Proulx warned people about relocating a nest. By relocating nests, he is able to kill baby rabbits that remain in the nest for most of their infant lives. Mother rabbits can abandon a disturbed nest, and to find out if the babies are potential orphans, the best way is to string tic-tac-toe over the nest. Take a picture when the tic-tac-toe is attached and see if the mother moves the string as she goes in and out of the nest.
If they become orphaned babies, people should always contact a licensed wildlife rehabilitator. They can put a warm water bottle wrapped in a towel or T-shirt to keep the animals warm for a few hours.

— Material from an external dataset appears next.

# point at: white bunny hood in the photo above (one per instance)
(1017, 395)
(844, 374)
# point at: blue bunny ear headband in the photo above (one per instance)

Proulx tells people not to feed any animals, as they can go a couple of days without food, but if they eat the wrong food, they can die.
SQUIRRELS and RACCONS:
One thing to keep in mind when it comes to squirrels and raccoons is that they make wonderful mothers, according to Proulx. When you come across lost baby squirrels or raccoons, always make sure to round them all up because the mommies will be back for them.
People should cover their chimney to prevent squirrels from entering their homes. It would also help to cut down any tree branches that are hanging on or near the roof.
Snakes are very rare on the North Shore according to Proulx. Most North Shore snakes are not venomous and want nothing to do with people. They don’t really show up in the winter season, however if people want to get rid of pet snakes, call a rehabber.
Coyotes, raccoons, skunks, bats, and foxes are all prone to carry rabies, so it is very important to be aware for the sake of residents and their pets. On May 2, 2020, a raccoon tested positive for rabies. “It’s rare, but it exists,” Proulx said.